Here Is Google Exec Eric Schmidt’s 2013 Paycheck


Google (NASDAQ:GOOG) Chair and former CEO Eric Schmidt was given $100 million in stock and a $6 million cash bonus “in recognition of his contributions to Google’s performance in fiscal year 2013,” said a filing with the U.S. Securities and Exchange Commission seen by the Wall Street Journal.

The $100 million in restricted stock will be given to Schmidt on Wednesday and will vest over the period of four years beginning in May 2015. The $6 million cash bonus will be granted at the end of the month. According to the Journal, Schmidt made $7.6 million in cash and stock in 2012. Schmidt’s bonuses over the last two years are the largest sums he can be given, according to Google’s cash incentives rules.

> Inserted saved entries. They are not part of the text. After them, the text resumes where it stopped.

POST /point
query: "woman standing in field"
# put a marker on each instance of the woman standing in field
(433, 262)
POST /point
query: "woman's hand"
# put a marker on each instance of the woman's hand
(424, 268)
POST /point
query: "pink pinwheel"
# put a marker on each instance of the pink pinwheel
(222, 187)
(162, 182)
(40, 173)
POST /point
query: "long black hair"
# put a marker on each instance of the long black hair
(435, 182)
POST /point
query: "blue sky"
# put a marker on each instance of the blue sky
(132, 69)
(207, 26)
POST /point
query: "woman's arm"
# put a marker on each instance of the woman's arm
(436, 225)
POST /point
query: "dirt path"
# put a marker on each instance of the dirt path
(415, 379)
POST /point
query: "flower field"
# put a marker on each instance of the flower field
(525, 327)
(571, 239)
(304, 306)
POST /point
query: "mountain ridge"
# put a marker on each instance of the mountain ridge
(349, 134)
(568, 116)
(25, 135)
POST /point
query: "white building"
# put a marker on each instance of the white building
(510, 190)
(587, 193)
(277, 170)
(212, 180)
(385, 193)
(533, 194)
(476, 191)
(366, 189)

Schmidt made even more back in 2011 when he was still CEO of the company. That role has since been assumed by co-founder Larry Page. In 2011, Schmidt made $100 million after stepping down as CEO and assuming the Executive Chair position at the beginning of the year.

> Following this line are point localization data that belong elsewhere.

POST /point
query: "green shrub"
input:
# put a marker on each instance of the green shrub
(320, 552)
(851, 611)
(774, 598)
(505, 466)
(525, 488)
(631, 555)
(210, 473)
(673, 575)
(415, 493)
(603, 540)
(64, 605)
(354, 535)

Google has been seemingly unstoppable in recent years, with the stock on the rise constantly as investors show confidence that it has successfully transitioned to mobile. Last week, the company reported fourth-quarter financials that fell in-line with expectations. The biggest problem that Google is facing right now is that its search business on mobile doesn’t garner ad space as lucrative as on desktop, which has caused the company’s enormous ad revenue to decline. The cost-per-click of Google ads has fallen 11 percent year-over-year. That decline was only slightly remedied by a 31 percent growth in total paid clicks.

Google is coping with this changing landscape by making acquisitions left and right to push the company into new tech territory. Most recently, Google acquired mysterious artificial intelligence company DeepMind at the end of last month. The company also recently bought Nest Labs, a maker of smart thermostats and smoke detectors to get a jump on the growing ‘Internet of Things’ trend that seeks to connect appliances to the Web.

Other recent good news for Google includes signs that the company’s three-year battle with the EU is coming to a close, a sale of the unprofitable Motorola to Chinese tech company Lenovo (LNVGY.PK), and a new patent alliance with Samsung Electronics (SSNLF.PK).

It was reported earlier this week that the company is close to resolving an antitrust investigation from Europe’s top watchdog — the European Commission. Commission head Joaquin Almunia reportedly likes of Google’s latest set of concessions and will approve them in the coming weeks despite continued protests from Google’s competitors that they don’t go far enough to reduce the company’s search dominance.

Google also recently teamed up with Samsung on a ten-year patent alliance covering all current and future patents from the two companies. The alliance leaves both companies better protected against future patent litigation from their arch-enemy Apple (NASDAQ:AAPL). Overall, Google closed 2013 on a strong note, warranting another big bonus for Schmidt.